Stolen: Guest: A Changeling Tale by Mary Downing Hahn
Wiping the sweat from my eyes, I yanked a thistle out by its roots. I scowled at my baby brother Thomas, nearby on the grass.
"You!" I mumbled. "If it weren't for you, I'd be down the lane, skipping rope with the village girls. It's a wicked thing to say, but sometimes I wish you'd never been born!"
Thomas smiled at me as if I'd praised him. Truth to tell, he was a sweet baby. And beautiful, although no one ever said so. All of us knew it was bad luck to compliment a baby. It was the Kinde Folke we feared. If the Kinde Folke learned of a beautiful baby boy's birth, they'd steal him away and leave one of their own sickly creatures in his place.
But thoughtlessly, Mollie Cloverall tries on the pretty necklace that Granny Hedgepath had put around Thomas' neck at birth to protect him from being taken by the faery folke, and when she looks away for a moment, he is gone, leaving a greedy, wizened creature of a baby who flails and screams for Mollie's mother's milk all day and night. The elders say that Thomas will be treated as Mollie's family treats the changeling. But as she sees her thin, worn mother struggle, the penitent, Mollie vows to travel with the creature that her mother calls Guest through Mirkwood Forest and the Dark Lands beyond and somehow barter a trade, the strange changeling for her beautiful baby brother.
So, no matter how scared I was, I had to make things right. Me, Mollie Cloverall all by myself.

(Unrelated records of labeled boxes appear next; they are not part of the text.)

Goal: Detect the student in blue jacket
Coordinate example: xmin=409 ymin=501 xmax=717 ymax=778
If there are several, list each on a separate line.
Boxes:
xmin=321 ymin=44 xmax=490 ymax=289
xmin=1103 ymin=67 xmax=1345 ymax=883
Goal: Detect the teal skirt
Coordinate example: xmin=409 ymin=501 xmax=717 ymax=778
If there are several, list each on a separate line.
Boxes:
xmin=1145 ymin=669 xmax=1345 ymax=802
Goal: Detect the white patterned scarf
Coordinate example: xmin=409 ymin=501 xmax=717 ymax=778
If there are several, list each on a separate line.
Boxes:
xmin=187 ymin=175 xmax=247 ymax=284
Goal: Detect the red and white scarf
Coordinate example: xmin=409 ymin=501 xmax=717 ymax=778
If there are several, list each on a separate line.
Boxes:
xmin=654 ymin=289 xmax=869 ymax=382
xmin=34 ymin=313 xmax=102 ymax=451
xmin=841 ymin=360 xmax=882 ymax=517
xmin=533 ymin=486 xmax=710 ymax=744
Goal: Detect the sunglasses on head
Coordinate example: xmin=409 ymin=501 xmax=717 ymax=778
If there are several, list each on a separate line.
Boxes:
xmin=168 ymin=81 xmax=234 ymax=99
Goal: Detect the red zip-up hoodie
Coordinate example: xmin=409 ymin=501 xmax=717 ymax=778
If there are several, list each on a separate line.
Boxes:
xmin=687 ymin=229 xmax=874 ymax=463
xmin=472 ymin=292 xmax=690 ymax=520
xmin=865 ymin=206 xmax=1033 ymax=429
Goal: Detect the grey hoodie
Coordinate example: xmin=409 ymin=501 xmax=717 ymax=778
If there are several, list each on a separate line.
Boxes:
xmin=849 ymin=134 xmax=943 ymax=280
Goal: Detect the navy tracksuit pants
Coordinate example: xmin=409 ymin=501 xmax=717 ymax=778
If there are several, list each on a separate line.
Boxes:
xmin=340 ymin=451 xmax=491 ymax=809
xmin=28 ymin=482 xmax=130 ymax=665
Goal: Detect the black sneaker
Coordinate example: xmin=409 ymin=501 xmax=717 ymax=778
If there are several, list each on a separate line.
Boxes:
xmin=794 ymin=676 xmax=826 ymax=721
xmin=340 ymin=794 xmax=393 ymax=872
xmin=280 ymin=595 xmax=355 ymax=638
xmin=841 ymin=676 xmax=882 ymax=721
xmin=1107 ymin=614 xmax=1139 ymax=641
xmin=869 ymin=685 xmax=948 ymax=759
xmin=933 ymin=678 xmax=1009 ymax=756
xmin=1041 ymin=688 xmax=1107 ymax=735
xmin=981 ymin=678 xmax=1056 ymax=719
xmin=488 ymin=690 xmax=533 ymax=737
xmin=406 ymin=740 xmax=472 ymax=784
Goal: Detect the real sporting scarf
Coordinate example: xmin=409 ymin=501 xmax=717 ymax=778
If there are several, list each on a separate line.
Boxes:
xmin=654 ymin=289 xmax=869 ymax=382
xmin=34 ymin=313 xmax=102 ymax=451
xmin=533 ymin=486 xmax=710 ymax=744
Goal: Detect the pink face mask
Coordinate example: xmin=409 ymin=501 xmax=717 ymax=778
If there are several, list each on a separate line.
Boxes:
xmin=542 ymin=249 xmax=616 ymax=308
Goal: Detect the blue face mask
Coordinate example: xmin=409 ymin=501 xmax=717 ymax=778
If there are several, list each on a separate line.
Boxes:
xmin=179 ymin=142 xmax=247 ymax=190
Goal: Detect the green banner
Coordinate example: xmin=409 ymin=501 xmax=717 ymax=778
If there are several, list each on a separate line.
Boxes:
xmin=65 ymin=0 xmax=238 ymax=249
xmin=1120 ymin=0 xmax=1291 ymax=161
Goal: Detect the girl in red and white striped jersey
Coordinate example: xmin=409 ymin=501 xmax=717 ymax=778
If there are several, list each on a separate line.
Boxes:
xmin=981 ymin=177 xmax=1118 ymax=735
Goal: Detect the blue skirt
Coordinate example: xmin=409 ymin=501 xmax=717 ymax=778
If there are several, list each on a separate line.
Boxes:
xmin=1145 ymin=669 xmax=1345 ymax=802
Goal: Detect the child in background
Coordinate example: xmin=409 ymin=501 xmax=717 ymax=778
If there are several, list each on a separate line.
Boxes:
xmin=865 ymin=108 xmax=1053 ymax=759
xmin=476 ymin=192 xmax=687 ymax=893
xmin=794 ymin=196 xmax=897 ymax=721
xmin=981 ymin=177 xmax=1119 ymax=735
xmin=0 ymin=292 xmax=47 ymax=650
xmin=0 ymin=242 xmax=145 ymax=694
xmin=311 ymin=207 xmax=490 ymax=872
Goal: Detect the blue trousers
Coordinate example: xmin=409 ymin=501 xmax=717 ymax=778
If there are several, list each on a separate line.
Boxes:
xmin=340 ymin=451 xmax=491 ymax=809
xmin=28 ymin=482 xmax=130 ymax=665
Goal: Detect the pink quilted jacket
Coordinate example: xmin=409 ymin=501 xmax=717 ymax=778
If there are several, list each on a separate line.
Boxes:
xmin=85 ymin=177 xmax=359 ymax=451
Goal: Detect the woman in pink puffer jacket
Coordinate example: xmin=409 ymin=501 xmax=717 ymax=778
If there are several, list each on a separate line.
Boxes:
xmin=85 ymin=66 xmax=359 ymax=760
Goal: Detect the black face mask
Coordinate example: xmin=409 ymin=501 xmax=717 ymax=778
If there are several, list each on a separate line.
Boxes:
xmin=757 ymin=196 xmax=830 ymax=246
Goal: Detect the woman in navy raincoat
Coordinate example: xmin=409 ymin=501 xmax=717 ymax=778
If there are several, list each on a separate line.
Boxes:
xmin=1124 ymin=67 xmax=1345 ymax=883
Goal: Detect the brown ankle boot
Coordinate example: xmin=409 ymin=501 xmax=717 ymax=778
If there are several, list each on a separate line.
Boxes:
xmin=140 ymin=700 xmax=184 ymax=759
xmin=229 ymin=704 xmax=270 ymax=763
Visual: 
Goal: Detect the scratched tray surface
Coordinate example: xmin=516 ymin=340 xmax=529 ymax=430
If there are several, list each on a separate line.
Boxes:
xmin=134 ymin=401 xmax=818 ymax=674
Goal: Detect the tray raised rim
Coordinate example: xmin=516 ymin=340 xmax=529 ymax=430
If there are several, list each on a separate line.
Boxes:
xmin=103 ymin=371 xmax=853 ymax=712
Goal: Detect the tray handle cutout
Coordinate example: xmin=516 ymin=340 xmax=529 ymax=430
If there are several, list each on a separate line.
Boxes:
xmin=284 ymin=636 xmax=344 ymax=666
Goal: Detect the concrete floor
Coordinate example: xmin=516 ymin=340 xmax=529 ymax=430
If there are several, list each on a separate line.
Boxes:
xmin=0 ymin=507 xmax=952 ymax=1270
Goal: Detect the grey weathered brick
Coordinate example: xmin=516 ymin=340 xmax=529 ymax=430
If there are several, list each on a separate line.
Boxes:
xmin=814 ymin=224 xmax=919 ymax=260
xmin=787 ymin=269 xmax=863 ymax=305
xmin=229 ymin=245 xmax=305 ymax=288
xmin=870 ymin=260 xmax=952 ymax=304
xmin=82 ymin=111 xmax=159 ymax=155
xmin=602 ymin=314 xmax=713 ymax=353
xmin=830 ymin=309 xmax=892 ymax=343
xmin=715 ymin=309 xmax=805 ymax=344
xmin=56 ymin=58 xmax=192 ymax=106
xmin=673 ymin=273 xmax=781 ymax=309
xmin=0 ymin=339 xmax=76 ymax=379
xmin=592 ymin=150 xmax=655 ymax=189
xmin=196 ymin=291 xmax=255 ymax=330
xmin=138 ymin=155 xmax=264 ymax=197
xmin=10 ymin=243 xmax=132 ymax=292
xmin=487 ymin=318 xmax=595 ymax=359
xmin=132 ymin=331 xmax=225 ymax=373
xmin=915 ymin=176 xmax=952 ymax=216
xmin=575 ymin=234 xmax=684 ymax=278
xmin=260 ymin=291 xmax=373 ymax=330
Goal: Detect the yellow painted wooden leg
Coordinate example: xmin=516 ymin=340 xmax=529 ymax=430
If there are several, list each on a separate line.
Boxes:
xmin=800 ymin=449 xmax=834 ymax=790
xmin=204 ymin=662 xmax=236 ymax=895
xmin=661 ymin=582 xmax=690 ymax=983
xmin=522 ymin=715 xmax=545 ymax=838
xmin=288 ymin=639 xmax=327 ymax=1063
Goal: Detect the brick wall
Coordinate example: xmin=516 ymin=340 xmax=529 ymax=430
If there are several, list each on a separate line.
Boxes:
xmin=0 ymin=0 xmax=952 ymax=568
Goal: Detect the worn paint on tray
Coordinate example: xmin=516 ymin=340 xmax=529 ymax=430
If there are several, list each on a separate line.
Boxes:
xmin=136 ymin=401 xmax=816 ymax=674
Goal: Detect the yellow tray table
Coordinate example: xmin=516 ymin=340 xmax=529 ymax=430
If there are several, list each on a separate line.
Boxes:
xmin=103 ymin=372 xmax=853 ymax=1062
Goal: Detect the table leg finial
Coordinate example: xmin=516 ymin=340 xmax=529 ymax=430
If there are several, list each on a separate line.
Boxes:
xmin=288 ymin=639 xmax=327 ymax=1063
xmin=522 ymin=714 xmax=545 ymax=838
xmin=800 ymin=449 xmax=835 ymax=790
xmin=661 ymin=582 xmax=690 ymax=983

And in the best tradition of all such quests, Mollie dares to do the right thing, in Mary Downing Hahn's Guest: A Changeling Tale (Houghton Mifflin Harcourt Clarion, 2019), a Dark Ages tale of a remembered world of magical creatures that seems to remain in the subconscious mind of all humankind. Since her initial award-winning tale of a restless ghost, Wait Till Helen Comes: A Ghost Story,
Hahn's insightful novels have helped readers master their innermost fears, and in her newest suspense story she turns to the ancient folklore of the Faery Folke of the British Isles, plumbed so well by authors J. R. R. Tolkien's The Lord of the Rings, C. S. Lewis' Chronicles of Narnia, and Susan Cooper's The Dark Is Rising series. In that august company, Mary Downing Hahn remains the masterful mistress of ghostly mysteries for middle readers in which the quest for the good is always the guide and justice is finally done.